CATALONIA’S push for independence is “over”, the Spanish Prime Minister has declared.

Pedro Sanchez’s pronouncement – which has been rejected by pro-independence Catalan politicians – came after the Spanish congress approved reform striking down the crime of sedition.

The move will benefit the Catalan leaders who were placed behind bars for their part in the 2017 referendum, which was held without Spanish government consent.

The crime of misuse of public funds, which pro-independence leaders were also charged with after the referendum, will also be revised down as long as the money was not used for personal gain.

Sanchez has faced fierce criticism from the right for the move, with even some of his left-wing allies accusing him of “negotiating with criminals over their own punishment”.

But the Spanish Socialist Workers' Party (PSOE) prime minister suggested it had brought an end to the idea of Catalan independence.

“[The] independence push is over, and nowadays there is coexistence and compliance with the Spanish constitution,” he said.

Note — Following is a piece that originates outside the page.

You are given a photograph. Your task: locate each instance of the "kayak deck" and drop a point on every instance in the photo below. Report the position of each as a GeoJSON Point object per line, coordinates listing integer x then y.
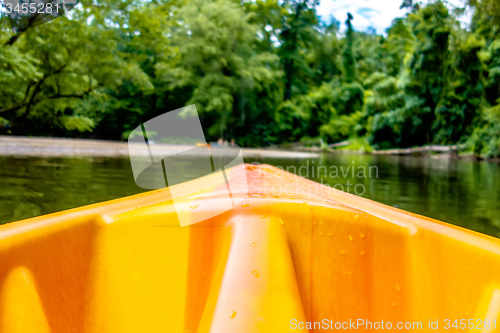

The Catalan News agency, owned by the regional government, quoted Sanchez as saying that Spain cannot tolerate "returning to past debates”, and ruling out an independence referendum in perpetuity.

"Not only because the Spanish constitution says so, but because we want to look for solutions that stop the bleeding," he said at an EU summit.

The National:

However, Catalan president Pere Aragonès (above), who represents the left-wing, pro-independence ERC, rejected the idea that the push to become a separate nation had ended.

"If someone believes that because we have reached some deals, it means we have given up on our convictions, it shows that they do not understand what is going on in Catalonia," Aragonès said.

On September 11 – Catalonia's national day – around 150,000 people marched in Barcelona for Catalan independence. This was far down on the estimated one million which marched through the city in 2017, one month ahead of the referendum. 

Under the Spanish constitution, which was adopted in a landslide national referendum in 1978 after the end of the fascist Franco era, one part of the country does not have the right to hold a vote on whether or not to secede.